Trump campaign plans $1 million advertising attack after Biden's black voters comment

The campaign has seized on the remarks since Biden made them in an interview on the radio show "The Breakfast Club" in which host Charlamagne Tha God told Biden he should come to the studio in New York City for another interview, telling the former vice president that "we've got more questions."

"You've got more questions?" Biden replied. "Well, I tell you what, if you have a problem figuring out whether you're for me or Trump, then you ain't black."

Charlemagne responded that "it don't have nothing to do with Trump. It has to do with the fact" that he wants something to benefit the African American community.

In the phone call Friday with reporters and Trump campaign senior adviser Katrina Pierson, Scott said he was "shocked and surprised" by Biden's comment.

"I could not believe my ears, that he would stoop so low to tell folks what they should do, how they should think and what it means to be black," Scott said.

A campaign official on background told CNN these new round of advertisements will be digital only and come in two different forms -- a video montage centered around Biden's comments. That will run nationally.

The second ad will focus on Biden's role in the 1994 crime bill, which expanded the federal death penalty and created dramatically harsher sentencing laws including "three strikes," mandatory life terms for people with at least three federal violent crime or drug convictions. That ad will run in specific swing states.

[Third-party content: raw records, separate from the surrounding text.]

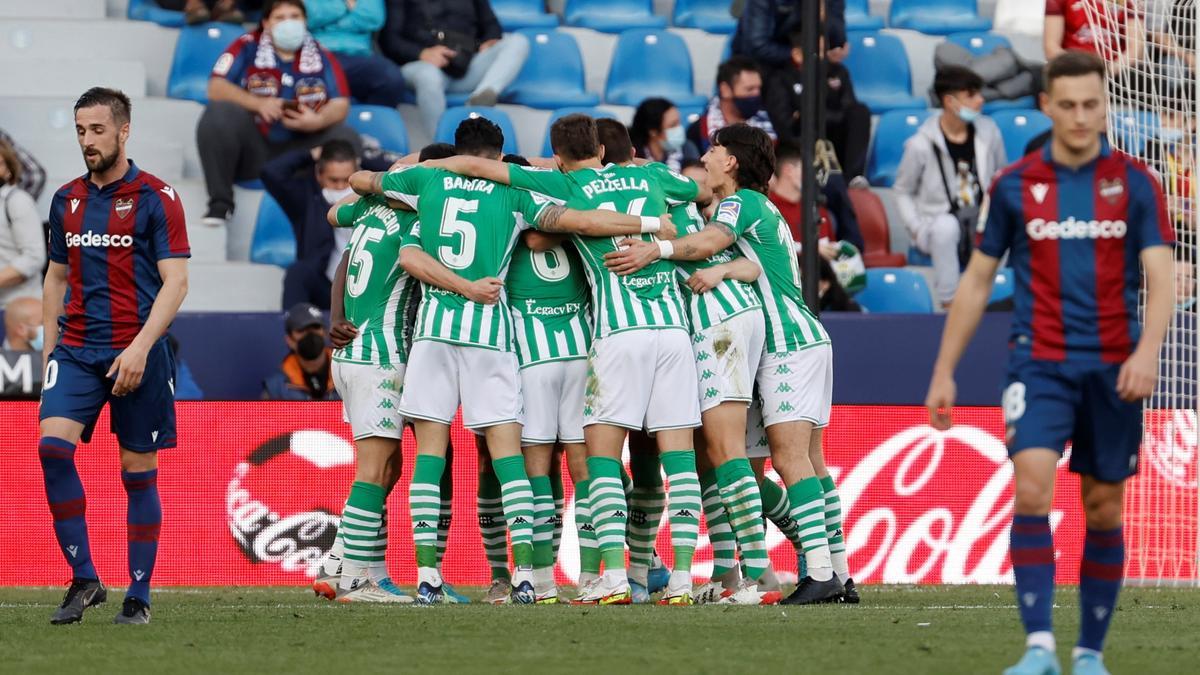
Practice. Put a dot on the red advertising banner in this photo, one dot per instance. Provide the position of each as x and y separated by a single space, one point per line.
251 496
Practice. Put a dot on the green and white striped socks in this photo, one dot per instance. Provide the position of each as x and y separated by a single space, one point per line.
743 506
808 511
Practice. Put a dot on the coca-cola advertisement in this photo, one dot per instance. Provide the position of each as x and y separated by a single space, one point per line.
252 493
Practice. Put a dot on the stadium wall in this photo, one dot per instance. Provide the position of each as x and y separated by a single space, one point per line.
251 491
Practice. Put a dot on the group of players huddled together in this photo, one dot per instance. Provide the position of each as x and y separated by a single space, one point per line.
563 311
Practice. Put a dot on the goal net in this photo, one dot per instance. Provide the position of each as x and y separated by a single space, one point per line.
1151 48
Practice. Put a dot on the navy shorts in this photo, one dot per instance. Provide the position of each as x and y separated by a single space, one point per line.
1049 402
76 387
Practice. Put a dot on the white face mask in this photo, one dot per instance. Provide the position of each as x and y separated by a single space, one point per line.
334 196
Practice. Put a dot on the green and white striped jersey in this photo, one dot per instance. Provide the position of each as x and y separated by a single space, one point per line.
549 296
471 226
378 292
763 237
648 298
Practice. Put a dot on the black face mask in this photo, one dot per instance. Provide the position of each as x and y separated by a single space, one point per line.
311 346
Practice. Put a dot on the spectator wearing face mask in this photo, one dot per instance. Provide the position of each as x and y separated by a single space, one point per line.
305 372
738 100
659 136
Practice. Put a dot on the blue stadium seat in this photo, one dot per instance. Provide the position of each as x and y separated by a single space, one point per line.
893 130
196 53
450 119
879 65
381 123
546 149
858 16
150 11
1002 288
711 16
612 16
515 15
552 76
895 290
652 63
274 242
1018 127
936 17
979 43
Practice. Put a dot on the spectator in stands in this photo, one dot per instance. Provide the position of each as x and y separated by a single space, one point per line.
33 175
945 169
306 184
346 28
838 221
454 46
738 100
23 324
273 90
658 133
305 372
22 239
847 120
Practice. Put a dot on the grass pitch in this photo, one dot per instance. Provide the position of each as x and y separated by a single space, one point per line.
895 629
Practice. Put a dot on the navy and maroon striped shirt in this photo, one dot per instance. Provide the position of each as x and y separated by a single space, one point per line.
1074 239
112 239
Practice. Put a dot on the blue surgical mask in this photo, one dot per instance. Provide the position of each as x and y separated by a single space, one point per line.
675 138
288 34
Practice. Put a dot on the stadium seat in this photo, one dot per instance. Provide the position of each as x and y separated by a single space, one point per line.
1002 288
450 119
711 16
552 76
858 16
873 221
150 11
381 123
895 291
612 16
274 242
546 149
1018 127
936 17
893 130
196 52
651 63
516 15
879 66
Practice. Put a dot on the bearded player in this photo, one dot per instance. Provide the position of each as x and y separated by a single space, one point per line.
1080 223
118 274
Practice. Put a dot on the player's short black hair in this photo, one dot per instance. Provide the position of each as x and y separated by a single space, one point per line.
729 71
336 150
1073 64
613 137
117 101
574 137
754 150
479 136
436 151
952 79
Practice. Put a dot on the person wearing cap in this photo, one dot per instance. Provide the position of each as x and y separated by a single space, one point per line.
305 372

The ads will appear on an array of platforms, including Instagram, Facebook and Google.

Politico first reported the news of the planned ad blitz by the Trump campaign.

Later on Friday afternoon, Biden addressed his comments in a call with the US Black Chamber of Commerce, saying, "I shouldn't have been so cavalier" and insisting he doesn't take black voters for granted.

"The bottom line of all of this perhaps I was much too cavalier. I know that the comments have come off like I was taking the African American vote for granted but nothing could be further from the truth. I've never, ever done that and I've earned it every time I've run," he said.

"I was making the point that I never take the vote for granted and in fact I know in order to win the presidency, I need the African American vote," Biden said. "I shouldn't have been such a wise guy. I shouldn't have been so cavalier."

The interview was Biden's first appearance on "The Breakfast Club," a popular nationally syndicated radio show broadcast from New York City that other leading Democratic presidential candidates appeared on during the primary.

He called Biden "a very intricate part" of the legal system disenfranchising black Americans. He cited Biden's role in legislation such as the 1994 crime bill.

Biden's win in the Democratic primary was fueled primarily by his support from African American voters, particularly older ones, who catapulted him to the win in South Carolina that set the stage for Biden to all but end the race in the following weeks.

A Quinnipiac University poll released Wednesday found Biden with 81% support among black voters to Trump's 3%.